We had the best dinner yet at a restaurant that had been suggested to us by a server at the bar we stopped at for a cold drink on our way into town. The restaurant was called Les Bains Douches which seemed like an odd name for a place to eat but it was excellent. We sat right along the edge of the little  canal that runs through town so we could watch the ducks floating down and then trying to swim back upstream against the fast moving water while we ate. A lovely setting.


My entree was an amazing gazpacho soup with a scoop of basil ice cream. First time I have ever had that, apparently the chef’s creation. Wendy had pressé du canard with the same basil ice cream. I followed this with roast veal in an onion sauce while Wendy had escalope de dinde (turkey) in a mustard sauce. Dessert was a chocolate mousse with chocolate ice cream. With a bottle of the local red wine Corbieres “La Demoiselle” – THE best meal in along time!

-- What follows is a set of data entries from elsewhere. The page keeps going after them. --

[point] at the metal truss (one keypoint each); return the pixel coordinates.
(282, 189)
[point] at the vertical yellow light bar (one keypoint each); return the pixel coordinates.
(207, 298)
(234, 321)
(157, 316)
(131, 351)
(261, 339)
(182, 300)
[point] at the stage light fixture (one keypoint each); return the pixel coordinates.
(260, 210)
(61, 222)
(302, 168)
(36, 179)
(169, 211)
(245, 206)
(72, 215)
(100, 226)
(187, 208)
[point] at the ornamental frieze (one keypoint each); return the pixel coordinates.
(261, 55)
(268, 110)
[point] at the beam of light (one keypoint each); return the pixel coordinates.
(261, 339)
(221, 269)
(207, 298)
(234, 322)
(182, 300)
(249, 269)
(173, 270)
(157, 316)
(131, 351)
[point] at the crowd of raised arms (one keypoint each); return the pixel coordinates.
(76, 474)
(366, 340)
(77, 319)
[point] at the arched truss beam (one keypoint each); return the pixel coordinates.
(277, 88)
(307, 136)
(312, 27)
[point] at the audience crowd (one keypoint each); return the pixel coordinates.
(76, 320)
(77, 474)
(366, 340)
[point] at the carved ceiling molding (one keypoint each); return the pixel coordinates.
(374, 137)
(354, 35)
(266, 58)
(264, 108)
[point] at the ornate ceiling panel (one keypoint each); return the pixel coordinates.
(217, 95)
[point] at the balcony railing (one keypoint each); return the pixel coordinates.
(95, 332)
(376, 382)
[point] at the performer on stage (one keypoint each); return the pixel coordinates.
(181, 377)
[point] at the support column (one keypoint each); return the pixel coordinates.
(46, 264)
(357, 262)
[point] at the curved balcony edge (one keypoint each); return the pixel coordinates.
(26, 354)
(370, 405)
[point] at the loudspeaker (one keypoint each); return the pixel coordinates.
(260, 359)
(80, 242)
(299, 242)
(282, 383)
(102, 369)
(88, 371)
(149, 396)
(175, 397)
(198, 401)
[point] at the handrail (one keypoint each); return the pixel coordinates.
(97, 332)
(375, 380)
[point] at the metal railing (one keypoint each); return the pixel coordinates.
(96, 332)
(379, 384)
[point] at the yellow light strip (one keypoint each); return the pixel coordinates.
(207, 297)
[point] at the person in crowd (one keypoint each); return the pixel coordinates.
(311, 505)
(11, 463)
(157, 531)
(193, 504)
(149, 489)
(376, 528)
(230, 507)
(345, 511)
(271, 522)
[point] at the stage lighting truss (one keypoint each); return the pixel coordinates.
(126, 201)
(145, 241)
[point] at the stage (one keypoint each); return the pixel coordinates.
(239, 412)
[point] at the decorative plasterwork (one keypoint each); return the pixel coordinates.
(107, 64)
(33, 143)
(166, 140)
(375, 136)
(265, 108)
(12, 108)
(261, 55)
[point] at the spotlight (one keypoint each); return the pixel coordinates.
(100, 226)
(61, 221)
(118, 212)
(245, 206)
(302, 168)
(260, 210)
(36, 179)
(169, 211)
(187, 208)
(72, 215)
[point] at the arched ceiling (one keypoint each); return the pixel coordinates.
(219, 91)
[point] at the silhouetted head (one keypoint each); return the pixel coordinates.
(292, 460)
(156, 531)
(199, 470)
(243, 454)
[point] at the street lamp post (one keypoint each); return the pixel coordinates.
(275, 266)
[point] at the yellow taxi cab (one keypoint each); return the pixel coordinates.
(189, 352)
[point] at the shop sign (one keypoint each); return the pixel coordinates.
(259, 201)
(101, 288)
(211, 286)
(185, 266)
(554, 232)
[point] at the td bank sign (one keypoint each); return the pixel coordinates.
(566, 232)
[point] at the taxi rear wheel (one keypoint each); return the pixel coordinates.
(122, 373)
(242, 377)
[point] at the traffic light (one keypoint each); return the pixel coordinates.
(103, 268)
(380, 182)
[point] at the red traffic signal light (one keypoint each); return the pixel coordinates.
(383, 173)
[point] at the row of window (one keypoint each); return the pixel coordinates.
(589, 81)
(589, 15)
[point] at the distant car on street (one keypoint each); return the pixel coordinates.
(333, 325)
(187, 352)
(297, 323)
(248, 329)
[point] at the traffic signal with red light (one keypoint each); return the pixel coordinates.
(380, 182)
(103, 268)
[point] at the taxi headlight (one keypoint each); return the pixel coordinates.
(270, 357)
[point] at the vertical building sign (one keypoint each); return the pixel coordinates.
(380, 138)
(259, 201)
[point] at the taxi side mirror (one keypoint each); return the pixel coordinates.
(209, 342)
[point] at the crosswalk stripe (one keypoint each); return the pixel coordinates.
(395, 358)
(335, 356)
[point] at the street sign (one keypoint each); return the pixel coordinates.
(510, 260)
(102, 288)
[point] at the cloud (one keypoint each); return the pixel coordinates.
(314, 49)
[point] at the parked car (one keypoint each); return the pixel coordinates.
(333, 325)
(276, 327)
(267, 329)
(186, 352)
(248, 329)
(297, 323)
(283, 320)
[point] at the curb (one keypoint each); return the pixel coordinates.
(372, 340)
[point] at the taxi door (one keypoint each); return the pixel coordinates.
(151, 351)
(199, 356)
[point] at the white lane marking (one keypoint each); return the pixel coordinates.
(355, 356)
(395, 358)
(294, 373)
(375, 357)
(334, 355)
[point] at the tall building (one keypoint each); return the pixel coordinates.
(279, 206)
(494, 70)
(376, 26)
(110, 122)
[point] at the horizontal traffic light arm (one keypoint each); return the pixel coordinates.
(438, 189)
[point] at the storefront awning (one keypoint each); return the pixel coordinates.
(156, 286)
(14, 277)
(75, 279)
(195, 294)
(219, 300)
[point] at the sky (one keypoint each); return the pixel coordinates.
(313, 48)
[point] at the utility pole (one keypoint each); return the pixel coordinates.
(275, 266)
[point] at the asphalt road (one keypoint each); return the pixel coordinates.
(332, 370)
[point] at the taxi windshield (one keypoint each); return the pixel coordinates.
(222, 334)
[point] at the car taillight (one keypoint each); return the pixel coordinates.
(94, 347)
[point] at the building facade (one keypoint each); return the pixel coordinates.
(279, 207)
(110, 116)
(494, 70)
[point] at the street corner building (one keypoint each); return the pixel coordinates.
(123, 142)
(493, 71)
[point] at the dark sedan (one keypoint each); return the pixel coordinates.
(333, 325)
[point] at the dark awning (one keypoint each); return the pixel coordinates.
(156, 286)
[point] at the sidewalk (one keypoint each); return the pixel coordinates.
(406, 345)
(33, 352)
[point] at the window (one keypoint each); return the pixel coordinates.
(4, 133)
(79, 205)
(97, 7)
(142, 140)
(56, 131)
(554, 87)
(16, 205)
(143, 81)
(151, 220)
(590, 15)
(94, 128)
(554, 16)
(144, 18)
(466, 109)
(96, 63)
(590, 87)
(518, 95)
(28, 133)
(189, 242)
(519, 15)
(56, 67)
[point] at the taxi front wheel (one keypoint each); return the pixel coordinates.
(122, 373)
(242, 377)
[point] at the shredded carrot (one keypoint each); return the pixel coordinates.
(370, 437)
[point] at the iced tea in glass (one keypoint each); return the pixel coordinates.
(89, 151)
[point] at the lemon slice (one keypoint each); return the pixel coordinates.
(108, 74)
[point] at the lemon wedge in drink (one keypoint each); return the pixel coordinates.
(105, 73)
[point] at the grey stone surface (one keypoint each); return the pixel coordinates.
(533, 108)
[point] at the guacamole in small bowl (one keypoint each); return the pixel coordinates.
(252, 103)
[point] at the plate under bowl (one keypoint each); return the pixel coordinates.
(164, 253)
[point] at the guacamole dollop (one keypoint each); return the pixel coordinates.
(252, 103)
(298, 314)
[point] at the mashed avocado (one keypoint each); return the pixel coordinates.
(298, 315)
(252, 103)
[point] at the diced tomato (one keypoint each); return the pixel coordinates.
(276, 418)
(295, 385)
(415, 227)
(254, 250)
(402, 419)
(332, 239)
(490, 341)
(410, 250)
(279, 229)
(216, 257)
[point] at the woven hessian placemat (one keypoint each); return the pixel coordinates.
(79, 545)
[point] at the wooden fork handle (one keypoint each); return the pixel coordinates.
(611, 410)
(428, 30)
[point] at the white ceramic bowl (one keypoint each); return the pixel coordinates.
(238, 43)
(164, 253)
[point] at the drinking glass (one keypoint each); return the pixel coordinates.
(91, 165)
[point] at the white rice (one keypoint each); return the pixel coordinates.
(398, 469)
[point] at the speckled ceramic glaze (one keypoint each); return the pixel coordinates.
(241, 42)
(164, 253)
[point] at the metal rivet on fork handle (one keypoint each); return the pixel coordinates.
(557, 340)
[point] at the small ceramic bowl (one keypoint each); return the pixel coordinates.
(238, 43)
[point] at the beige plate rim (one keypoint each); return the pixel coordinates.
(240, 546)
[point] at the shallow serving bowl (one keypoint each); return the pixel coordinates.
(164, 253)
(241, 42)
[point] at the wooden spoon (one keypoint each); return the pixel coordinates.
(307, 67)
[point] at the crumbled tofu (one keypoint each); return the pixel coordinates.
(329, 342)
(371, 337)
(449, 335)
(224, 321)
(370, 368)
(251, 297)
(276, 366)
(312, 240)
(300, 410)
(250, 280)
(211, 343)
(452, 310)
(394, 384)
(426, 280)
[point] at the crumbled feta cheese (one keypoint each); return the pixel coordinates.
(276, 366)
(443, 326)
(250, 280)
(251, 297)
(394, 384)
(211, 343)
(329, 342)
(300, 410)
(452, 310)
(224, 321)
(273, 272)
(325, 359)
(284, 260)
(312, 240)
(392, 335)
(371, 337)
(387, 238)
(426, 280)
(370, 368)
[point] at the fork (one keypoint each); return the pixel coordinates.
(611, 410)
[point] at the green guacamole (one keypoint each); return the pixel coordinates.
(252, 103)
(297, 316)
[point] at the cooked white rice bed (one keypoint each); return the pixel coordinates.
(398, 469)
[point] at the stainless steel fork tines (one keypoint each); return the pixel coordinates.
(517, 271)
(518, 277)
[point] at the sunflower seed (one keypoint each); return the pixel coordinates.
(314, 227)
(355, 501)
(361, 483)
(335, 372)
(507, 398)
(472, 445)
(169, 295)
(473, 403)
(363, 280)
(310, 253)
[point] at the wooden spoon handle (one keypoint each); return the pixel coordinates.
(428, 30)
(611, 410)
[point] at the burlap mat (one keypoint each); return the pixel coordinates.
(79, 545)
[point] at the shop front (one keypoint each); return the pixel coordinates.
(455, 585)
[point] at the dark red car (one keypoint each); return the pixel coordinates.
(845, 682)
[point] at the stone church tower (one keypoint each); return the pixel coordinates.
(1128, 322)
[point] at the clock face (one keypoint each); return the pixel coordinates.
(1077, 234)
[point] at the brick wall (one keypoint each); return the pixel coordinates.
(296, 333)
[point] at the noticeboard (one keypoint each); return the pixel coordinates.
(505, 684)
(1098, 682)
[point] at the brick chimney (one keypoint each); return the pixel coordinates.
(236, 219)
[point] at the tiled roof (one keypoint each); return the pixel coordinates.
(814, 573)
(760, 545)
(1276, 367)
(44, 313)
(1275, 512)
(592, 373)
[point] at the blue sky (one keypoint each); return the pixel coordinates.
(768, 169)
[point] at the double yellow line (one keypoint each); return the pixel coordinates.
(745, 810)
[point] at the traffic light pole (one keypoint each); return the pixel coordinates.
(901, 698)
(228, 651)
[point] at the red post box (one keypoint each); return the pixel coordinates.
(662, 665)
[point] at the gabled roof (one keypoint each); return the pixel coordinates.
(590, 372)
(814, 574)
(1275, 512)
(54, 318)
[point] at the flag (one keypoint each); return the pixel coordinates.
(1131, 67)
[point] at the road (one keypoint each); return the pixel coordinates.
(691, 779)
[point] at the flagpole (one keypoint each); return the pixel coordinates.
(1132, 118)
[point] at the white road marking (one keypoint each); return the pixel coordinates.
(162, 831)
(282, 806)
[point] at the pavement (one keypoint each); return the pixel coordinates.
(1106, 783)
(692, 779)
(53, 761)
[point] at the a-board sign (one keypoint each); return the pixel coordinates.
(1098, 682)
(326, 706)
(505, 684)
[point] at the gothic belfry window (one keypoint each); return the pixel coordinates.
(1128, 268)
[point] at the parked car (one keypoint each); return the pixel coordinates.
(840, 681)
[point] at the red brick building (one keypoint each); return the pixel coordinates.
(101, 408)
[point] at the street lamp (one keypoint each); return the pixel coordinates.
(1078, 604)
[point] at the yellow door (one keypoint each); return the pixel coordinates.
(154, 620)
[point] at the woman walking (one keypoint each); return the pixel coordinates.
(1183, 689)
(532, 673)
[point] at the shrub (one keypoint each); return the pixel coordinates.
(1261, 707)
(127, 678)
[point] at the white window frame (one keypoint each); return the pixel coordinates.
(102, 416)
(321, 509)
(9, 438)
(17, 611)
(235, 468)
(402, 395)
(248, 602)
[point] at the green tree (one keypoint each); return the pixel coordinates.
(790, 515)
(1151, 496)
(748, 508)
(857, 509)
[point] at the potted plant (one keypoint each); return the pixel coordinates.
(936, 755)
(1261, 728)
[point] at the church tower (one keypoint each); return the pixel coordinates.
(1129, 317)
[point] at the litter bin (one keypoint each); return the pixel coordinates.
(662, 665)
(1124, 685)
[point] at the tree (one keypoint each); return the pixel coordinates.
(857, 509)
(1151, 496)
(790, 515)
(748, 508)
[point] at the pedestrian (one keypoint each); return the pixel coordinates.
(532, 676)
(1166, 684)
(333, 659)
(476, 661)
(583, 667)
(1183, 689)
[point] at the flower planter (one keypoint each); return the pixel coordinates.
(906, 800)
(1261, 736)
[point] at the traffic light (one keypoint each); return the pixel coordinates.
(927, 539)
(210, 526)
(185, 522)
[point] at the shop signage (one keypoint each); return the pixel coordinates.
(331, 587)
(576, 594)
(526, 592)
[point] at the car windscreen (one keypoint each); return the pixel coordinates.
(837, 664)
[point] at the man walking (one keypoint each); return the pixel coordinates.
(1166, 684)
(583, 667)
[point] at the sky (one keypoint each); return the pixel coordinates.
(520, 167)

We spent Monday planning the rest of our trip. We have decided to move on to Plan B because the next part of this walk becomes much hillier and the stages longer with limited accommodation available to easily break it up. We enjoy being able to stop for a coffee or lunch and even have a choice for dinner at night. That has not been the case so far on this walk. So we have picked a few places we really have wanted to see in this part of France and will try and stay a few days in each. Love to see new places and have some new adventures. On Tuesday we will take the train to Toulouse for 3 nights, then up to Albi for 5 nights in a little apartment. We are both happy that we were able to hike for 6 days and get to know a part of the Voie de Piémont. It was wonderful to walk along and see the Pyrénées silhouetted on our left, and to go by the fields of sunflowers, corn, or beautifully ploughing hillsides, and see the local vineyards.